The buyer’s financial position changed a lot in that time as he lost his job.  He had to re-apply for finance as the timeframe the bank had included in the approval letter had expired. He was shocked to find the bank would no longer lend to him for the purchase, given the change to his financial position.

If you’re purchasing a property ‘off the plans’ - a property in the process of being built - you should be aware that your finance approval from your bank might expire before settlement of the property purchase.

It is not unusual for banks to approve finance conditional on the issuing of the Code Compliance Certificate, and/or title for the property, with a time limit that is not feasible for the completion of the property/development.  Unless agreed otherwise, the finance expiry date is usually within 60-90 days of approval.

If your finance offer is only valid for a 60-90 day period, then you will likely need to reapply for finance closer to the settlement date.  There is an element of risk that at the time you reapply that the bank will change its position on lending to you, if for example of the value of the property has decreased, lending criteria have changed and/or your personal situation has changed, as was the case above.

Where the sunset clause date has passed and a settlement date set, you will no longer have any rights to cancel the agreement. 

You could end up in a situation where you are legally obliged to complete the purchase, but cannot do so if the bank decides not to lend to you, and you cannot find another lender.  In this event, you would forfeit your deposit and the vendor could look to sue you (either for any loss, or for specific performance – that is, forcing you to carry out the terms of the agreement). 

If you find yourself in this tricky situation, there are still some actions you may be able to take:

·         Assign or novate your interest under the agreement to a third party.
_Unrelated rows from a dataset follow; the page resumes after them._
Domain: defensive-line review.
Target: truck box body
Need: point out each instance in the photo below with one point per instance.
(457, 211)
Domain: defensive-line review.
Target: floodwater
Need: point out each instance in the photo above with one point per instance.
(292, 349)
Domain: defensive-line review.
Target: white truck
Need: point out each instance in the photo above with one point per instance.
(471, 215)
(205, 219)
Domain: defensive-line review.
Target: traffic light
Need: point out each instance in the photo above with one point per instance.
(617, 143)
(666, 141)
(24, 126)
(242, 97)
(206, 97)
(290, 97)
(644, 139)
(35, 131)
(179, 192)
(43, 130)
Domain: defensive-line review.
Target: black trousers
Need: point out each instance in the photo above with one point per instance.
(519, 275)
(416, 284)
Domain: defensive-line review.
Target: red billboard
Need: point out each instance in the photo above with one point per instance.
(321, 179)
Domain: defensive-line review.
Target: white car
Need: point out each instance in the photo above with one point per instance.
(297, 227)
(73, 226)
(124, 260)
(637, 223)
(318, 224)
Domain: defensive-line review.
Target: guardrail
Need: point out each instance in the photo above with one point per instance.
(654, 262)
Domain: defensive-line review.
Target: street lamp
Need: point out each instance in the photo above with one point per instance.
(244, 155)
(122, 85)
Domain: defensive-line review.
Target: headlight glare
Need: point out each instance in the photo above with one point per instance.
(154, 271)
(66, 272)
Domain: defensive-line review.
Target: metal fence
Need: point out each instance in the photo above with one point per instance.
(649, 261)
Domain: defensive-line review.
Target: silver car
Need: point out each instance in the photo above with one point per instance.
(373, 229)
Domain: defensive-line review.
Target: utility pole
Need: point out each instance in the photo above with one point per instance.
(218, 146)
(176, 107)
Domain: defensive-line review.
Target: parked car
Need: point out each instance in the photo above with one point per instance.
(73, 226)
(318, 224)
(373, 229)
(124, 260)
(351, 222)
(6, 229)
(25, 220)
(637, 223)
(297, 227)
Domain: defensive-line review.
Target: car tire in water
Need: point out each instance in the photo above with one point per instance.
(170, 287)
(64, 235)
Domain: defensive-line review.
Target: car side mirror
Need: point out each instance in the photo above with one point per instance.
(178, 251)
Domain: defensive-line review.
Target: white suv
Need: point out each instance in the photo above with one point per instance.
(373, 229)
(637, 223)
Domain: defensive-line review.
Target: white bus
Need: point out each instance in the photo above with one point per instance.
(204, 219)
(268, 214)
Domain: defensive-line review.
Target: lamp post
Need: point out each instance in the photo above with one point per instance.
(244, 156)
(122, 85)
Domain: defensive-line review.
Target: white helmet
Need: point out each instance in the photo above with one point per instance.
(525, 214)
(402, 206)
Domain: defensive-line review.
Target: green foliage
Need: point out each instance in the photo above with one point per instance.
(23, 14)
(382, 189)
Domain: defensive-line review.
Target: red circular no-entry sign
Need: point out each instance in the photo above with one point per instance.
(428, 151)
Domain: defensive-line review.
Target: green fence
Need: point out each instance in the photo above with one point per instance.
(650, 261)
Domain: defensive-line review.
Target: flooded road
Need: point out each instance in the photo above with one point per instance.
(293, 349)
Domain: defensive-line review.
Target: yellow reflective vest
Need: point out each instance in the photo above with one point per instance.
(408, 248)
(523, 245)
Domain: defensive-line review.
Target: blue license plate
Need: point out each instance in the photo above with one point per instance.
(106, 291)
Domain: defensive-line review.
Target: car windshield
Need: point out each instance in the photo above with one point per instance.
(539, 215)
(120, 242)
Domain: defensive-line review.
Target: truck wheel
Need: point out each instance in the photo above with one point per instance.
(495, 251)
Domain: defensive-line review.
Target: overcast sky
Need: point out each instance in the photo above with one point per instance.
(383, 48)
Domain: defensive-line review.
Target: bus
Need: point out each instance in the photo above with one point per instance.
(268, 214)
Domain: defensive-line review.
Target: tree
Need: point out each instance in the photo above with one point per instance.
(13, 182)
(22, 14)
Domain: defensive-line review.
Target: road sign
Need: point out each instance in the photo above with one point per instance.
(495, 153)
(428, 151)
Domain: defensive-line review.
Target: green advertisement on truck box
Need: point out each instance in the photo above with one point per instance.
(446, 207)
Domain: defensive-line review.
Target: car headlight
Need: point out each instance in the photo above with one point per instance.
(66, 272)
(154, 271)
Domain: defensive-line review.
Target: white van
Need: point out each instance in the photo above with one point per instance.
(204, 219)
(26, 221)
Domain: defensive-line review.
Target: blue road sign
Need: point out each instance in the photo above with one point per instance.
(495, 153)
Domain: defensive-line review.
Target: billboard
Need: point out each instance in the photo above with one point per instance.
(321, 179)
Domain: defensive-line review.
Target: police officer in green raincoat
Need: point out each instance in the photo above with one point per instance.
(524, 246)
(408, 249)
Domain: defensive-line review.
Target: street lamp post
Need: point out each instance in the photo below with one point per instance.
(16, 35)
This would involve entering into an Assignment or Novation whereby a third party essentially steps into your shoes as purchaser. You will need to obtain the consent of the vendor to do this. You will also still remain liable for the purchase until such time as settlement has been completed.

·         On-sell the property immediately and have a contemporaneous settlement.  You may need to obtain the consent of the vendor to do this (if required by the agreement).  You may still be able to secure funding for part of the purchase price if you are unable to sell for the same or a higher amount. 
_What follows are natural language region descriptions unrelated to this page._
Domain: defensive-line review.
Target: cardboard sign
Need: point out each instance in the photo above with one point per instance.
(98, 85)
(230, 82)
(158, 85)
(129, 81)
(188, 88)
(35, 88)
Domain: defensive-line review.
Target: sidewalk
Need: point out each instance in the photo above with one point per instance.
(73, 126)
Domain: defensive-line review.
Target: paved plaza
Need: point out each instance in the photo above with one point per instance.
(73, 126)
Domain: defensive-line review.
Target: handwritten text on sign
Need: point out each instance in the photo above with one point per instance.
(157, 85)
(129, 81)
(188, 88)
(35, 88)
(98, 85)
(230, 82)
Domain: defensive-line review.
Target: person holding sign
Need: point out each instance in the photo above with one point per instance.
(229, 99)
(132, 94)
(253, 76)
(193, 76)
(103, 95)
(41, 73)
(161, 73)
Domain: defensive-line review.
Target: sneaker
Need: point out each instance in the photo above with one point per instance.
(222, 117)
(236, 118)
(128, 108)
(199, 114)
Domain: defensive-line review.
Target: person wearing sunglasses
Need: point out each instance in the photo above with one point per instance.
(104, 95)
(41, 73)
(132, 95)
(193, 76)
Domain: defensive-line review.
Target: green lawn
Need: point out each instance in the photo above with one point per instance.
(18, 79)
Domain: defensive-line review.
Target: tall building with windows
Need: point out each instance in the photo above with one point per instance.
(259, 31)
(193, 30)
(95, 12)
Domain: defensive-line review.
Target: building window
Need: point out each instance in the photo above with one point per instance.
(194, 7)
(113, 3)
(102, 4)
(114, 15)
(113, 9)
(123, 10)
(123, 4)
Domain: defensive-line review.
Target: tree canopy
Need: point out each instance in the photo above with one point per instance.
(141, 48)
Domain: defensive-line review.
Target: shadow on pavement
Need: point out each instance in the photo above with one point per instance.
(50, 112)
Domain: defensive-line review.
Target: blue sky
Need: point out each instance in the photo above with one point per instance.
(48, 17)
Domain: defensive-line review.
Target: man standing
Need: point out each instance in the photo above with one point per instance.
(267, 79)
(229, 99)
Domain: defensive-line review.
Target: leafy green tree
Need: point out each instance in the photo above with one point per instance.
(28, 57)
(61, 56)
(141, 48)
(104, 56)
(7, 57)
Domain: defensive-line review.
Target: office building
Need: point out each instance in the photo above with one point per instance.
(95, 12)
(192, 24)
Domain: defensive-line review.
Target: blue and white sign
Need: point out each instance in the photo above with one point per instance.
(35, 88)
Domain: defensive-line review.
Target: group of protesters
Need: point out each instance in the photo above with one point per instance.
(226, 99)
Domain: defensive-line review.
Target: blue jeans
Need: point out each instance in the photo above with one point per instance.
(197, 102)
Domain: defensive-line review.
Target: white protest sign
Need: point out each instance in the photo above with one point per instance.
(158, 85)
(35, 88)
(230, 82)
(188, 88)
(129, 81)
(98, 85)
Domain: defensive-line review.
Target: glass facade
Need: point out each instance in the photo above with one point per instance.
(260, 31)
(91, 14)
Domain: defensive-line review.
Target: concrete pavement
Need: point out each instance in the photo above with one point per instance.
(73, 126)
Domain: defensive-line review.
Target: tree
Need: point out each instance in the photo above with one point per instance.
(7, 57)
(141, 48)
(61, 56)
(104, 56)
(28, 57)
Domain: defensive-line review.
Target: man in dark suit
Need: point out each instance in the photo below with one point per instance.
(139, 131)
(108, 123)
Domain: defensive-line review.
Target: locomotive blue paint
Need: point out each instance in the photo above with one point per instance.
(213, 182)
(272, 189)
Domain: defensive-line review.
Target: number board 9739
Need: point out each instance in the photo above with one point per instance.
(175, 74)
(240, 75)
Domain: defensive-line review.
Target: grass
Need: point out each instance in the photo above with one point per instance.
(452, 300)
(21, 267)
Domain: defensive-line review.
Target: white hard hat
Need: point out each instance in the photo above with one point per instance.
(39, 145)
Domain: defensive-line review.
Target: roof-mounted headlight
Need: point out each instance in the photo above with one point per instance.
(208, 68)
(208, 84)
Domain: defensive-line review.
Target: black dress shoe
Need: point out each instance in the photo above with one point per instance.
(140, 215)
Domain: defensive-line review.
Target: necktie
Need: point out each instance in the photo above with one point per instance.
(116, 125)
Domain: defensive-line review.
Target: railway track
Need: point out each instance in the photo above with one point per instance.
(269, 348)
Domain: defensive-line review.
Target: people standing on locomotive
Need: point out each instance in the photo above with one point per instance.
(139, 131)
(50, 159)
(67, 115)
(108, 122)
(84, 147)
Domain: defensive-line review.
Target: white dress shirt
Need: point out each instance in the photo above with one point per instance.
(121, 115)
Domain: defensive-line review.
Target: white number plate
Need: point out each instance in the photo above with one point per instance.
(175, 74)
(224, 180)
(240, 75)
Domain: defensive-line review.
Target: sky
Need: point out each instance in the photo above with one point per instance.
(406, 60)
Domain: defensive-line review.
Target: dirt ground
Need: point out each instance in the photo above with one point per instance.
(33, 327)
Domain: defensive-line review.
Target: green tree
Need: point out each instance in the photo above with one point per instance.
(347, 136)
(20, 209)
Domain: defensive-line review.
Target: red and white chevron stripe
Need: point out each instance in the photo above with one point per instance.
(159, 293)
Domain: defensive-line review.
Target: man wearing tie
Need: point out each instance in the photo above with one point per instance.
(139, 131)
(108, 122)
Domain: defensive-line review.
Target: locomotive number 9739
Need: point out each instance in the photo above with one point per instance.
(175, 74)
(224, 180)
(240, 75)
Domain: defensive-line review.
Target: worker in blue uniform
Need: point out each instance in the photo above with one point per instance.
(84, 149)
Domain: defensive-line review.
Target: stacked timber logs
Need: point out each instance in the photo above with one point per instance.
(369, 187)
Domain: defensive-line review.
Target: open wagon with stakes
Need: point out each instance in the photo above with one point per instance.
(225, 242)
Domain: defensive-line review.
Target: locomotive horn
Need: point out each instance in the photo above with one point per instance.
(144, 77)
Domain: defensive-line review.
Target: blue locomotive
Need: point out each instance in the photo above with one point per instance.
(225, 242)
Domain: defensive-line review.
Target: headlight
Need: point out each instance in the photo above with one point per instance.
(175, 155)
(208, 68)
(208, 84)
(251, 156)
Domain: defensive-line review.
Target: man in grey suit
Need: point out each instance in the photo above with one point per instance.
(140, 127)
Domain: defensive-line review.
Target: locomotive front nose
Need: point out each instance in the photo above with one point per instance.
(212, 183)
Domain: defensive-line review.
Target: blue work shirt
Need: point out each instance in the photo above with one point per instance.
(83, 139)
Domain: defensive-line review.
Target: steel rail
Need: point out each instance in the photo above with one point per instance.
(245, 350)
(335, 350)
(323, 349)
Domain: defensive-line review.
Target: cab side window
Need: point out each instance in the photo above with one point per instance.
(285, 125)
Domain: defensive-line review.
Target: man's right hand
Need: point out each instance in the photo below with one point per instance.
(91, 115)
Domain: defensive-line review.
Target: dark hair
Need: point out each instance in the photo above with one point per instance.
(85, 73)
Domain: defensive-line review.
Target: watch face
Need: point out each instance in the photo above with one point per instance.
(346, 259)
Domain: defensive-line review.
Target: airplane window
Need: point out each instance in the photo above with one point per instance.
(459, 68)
·         Negotiate with the vendor to release you from the agreement. We would expect that a vendor may be unlikely to agree to this especially if their expected sale price (when attempting to sell the property again) will be lower than what you would have been paying.  In some circumstances they may be willing to release you from the agreement but you might need to forfeit your deposit.
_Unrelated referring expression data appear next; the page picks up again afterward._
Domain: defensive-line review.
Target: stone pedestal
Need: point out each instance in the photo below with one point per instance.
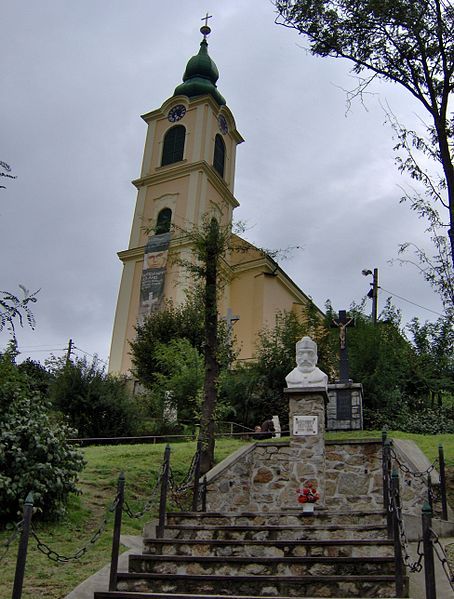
(307, 430)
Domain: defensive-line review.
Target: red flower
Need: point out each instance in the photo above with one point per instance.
(308, 494)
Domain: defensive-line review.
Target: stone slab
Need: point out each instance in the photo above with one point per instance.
(100, 580)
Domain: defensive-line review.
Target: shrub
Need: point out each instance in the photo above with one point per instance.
(34, 453)
(96, 404)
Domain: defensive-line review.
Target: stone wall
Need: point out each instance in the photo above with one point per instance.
(264, 477)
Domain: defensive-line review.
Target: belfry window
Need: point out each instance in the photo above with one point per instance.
(219, 155)
(164, 220)
(173, 145)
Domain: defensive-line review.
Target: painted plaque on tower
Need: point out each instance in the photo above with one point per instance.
(153, 274)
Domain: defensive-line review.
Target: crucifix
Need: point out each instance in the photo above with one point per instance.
(205, 18)
(342, 323)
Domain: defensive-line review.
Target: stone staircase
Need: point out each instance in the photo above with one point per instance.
(254, 555)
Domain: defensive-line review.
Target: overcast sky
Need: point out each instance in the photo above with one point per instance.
(77, 75)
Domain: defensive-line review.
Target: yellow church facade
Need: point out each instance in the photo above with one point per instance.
(187, 177)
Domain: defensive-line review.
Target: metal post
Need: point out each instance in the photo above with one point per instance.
(163, 498)
(375, 297)
(204, 494)
(400, 591)
(386, 485)
(116, 533)
(444, 501)
(429, 567)
(23, 546)
(195, 494)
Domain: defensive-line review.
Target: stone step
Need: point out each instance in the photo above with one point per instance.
(266, 586)
(285, 548)
(275, 532)
(263, 566)
(133, 595)
(288, 517)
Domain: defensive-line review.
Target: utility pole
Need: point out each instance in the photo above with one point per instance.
(375, 297)
(373, 293)
(69, 352)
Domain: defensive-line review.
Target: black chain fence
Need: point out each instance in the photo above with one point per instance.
(4, 547)
(441, 555)
(64, 559)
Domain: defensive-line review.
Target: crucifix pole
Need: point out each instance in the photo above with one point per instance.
(342, 323)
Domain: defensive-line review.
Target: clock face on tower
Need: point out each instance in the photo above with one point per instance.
(176, 113)
(223, 124)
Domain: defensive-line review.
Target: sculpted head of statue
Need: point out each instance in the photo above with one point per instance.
(306, 373)
(306, 354)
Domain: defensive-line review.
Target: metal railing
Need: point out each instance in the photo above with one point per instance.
(395, 523)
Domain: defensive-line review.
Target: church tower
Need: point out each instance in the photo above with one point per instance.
(187, 175)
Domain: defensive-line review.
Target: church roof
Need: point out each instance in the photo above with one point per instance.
(200, 76)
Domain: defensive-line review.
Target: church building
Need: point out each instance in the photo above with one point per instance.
(187, 177)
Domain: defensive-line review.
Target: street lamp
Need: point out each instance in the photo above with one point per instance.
(373, 293)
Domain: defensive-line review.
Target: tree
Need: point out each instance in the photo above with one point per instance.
(434, 346)
(184, 321)
(96, 404)
(210, 244)
(437, 269)
(408, 42)
(179, 380)
(34, 451)
(15, 309)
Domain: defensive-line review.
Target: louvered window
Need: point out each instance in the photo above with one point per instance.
(164, 220)
(219, 155)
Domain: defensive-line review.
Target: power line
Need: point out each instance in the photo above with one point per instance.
(410, 302)
(91, 355)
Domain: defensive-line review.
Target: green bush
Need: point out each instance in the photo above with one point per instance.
(96, 404)
(34, 452)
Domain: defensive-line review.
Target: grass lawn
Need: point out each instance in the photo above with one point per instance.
(141, 464)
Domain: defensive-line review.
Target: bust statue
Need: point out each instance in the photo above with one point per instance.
(306, 373)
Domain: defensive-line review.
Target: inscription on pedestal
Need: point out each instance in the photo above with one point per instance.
(305, 425)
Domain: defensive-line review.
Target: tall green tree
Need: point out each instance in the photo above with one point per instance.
(408, 42)
(35, 454)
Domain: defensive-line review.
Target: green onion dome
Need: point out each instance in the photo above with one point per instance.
(200, 77)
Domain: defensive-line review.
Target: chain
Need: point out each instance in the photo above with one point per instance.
(441, 554)
(7, 544)
(414, 566)
(404, 468)
(187, 481)
(434, 492)
(64, 559)
(175, 491)
(148, 504)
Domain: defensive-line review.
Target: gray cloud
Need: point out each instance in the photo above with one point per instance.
(76, 78)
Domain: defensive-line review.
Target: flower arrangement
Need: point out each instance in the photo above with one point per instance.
(308, 494)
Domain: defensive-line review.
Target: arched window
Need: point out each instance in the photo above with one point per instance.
(219, 155)
(164, 220)
(173, 145)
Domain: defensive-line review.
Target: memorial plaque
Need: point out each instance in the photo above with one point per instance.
(344, 404)
(305, 425)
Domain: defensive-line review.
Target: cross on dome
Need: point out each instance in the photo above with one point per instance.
(205, 30)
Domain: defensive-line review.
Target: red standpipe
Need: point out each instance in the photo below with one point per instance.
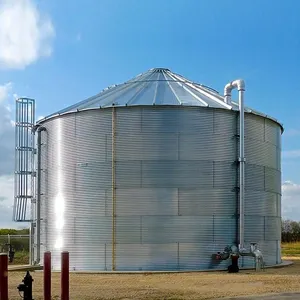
(47, 276)
(65, 276)
(3, 277)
·         Walk away. This is a last resort if you are not in a position to settle.  However, the vendor will likely sue you for losses/damages and specific performance. This could become quite costly especially if the matter proceeds to Court.

The issue with all these above options is that if the property has gone down in value since you entered into this agreement, the vendor is unlikely to want to take a loss and any new purchaser will want to pay the current market value for the property.

It pays to speak to a legal professional at all stages of purchasing an off the plans property to make sure that you are fully informed of your options if this risk arises.